Midwest plays role in energy legislation
Posted August 03, 2009 in Op-Eds
There is unusual unanimity in the scientific community that global warming is real. There is less unanimity in political and business communities. Fears about climate change legislation are well publicized; less known is the extent to which concerns of the Midwest shaped the American Clean Energy and Security Act of 2009.
At the heart of the legislation are carrots and sticks. The renewable energy and energy efficiency standard provides incentives to expand renewable energy sources and increase energy efficiency. New markets will emerge from demand for components and equipment related to these provisions, a “carrot” for the Midwestern manufacturing economy.
To help plants in Ohio and across America seize this new market opportunity, U.S. Sen. Sherrod Brown and U.S. Reps. John Boccieri and Zack Space of Ohio introduced legislation that provides capital to allow domestic companies to take advantage of these new markets. The Investments for Manufacturing Progress and Clean Technology (IMPACT) legislation would provide $30 billion over 2010 and 2011 for retooling and retrofitting of manufacturing firms. Ohio could be among the largest recipients of IMPACT funds of up to $1 billion for economic development in these two years.
The “stick” is the market price assigned to emissions through the cap and trade mechanism, but the blow is softened by free allowances: 85% of emission allowances will be provided at no cost in the first years of the program.
For example:
* Energy-intensive industries that produce more than 25,000 tons of emissions annually (iron and steel, paper, glass, chemicals, cement, for example) receive 15% of allowances to prevent downstream price shock to the customers.

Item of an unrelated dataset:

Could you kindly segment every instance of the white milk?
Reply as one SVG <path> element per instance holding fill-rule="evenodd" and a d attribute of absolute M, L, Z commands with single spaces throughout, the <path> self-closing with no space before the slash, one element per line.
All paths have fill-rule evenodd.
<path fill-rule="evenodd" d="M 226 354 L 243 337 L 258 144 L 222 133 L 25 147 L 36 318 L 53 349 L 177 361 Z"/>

* Utilities will receive 43% of allowances to mitigate price impact to customers. This value is allocated by class of customer; industrial users comprise 37% of the customer base.

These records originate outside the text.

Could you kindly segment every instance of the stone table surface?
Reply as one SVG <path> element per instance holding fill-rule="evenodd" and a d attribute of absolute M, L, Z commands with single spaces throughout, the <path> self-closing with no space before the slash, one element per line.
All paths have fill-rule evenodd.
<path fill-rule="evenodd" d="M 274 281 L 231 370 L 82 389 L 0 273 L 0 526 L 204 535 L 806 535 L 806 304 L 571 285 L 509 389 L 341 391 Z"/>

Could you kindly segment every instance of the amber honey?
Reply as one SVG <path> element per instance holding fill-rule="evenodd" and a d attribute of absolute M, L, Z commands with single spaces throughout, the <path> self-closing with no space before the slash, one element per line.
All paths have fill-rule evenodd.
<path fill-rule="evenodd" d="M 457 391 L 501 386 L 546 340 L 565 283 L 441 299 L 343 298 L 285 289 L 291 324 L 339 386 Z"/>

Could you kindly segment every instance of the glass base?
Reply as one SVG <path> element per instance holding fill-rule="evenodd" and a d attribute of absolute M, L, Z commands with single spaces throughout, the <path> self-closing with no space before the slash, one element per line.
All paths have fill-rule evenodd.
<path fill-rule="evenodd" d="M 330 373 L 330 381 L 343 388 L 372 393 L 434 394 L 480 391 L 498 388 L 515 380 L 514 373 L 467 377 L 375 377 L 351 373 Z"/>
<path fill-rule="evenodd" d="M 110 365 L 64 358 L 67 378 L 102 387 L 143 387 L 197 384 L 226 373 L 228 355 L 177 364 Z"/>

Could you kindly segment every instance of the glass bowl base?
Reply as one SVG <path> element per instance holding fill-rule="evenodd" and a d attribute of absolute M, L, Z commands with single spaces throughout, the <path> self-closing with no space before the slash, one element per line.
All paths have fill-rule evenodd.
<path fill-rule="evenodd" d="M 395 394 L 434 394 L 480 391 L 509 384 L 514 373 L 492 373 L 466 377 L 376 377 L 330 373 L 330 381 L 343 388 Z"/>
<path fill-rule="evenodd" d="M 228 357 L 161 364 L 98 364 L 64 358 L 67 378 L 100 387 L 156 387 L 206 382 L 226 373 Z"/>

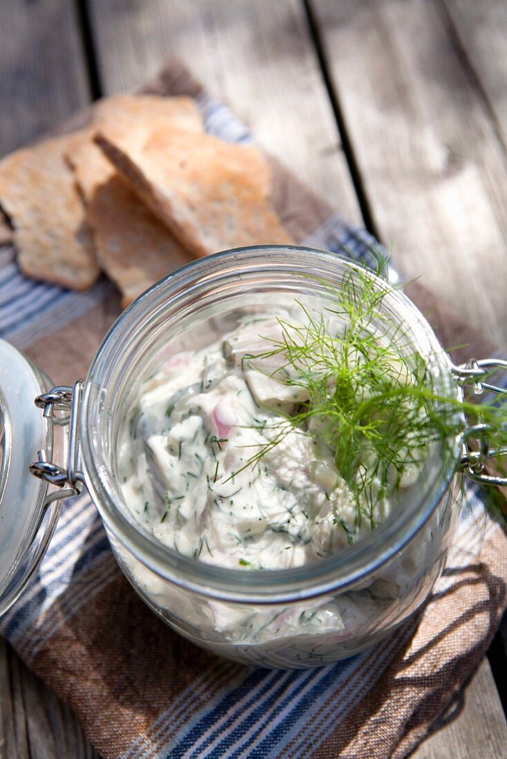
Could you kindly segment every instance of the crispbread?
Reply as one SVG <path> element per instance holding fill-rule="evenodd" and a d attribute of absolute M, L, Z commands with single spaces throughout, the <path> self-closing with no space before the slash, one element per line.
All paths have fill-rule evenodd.
<path fill-rule="evenodd" d="M 23 272 L 84 290 L 99 267 L 83 203 L 64 155 L 69 137 L 17 150 L 0 162 L 0 203 L 14 227 Z"/>
<path fill-rule="evenodd" d="M 89 132 L 76 139 L 67 157 L 84 198 L 99 263 L 122 291 L 124 307 L 192 260 L 122 180 Z"/>
<path fill-rule="evenodd" d="M 12 242 L 12 229 L 5 214 L 0 209 L 0 246 L 8 245 L 11 242 Z"/>
<path fill-rule="evenodd" d="M 204 132 L 201 112 L 191 97 L 116 95 L 99 100 L 93 115 L 95 127 L 103 124 L 108 131 L 116 131 L 120 135 L 138 124 L 163 127 L 167 122 L 189 133 Z"/>
<path fill-rule="evenodd" d="M 271 206 L 270 168 L 257 148 L 149 121 L 104 120 L 95 140 L 195 255 L 293 242 Z"/>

Other elements of the legislation for business development include $190 billion for new clean energy technol-ogies by 2025, including $90 billion in energy efficiency and renewable energy, $60 billion for carbon capture and sequestration, $20 billion for electric and advanced technology vehicles and $20 billion in basic scientific R&D. Other programs include:
* Coal: The American Clean Energy and Security Act establishes a national strategy to support Carbon Capture and Sequestration, supported through 1.75% of auction proceeds through 2017 and 5% thereafter.
* Automotive: The Vehicle Manufacturing Assistance Program provides financial assistance to auto manufacturers for retooling and purchasing domestic vehicle batteries; sup- ported by auction proceeds of 3% through 2017 and 1% thereafter.
* Economic development: One percent of emission allowances will be used to create eight Energy Innovation Hubs comprised of nonprofit research, university and venture capital consortia, to encourage and finance innovative research toward commercialization of clean energy technology.
* Energy efficiency: Provides for investments in renewable energy and energy efficiency through 9.5% of auction proceeds through 2015, decreasing to 1% in 2025, increasing to 4.5% through 2050.
* International trade: Companies that sell into international markets will be eligible for export rebates if the cost of emissions boosts production costs over international market prices. By the time the cap and trade program is phased in, border adjustments may be placed on products of countries that do not regulate pollution.
Many provisions of the American Clean Energy and Security Act of 2009 will stimulate domestic production or mitigate price shock to industry. The bill provides so much for business and industry that it is accused by some of being too weak. However, given the crucial role that energy and manufacturing play in our economy, the assistance is warranted and should make the carbon cap and our economy both more effective in the long run.
Ms. Patton is a senior associate with public policy group Policy Matters Ohio.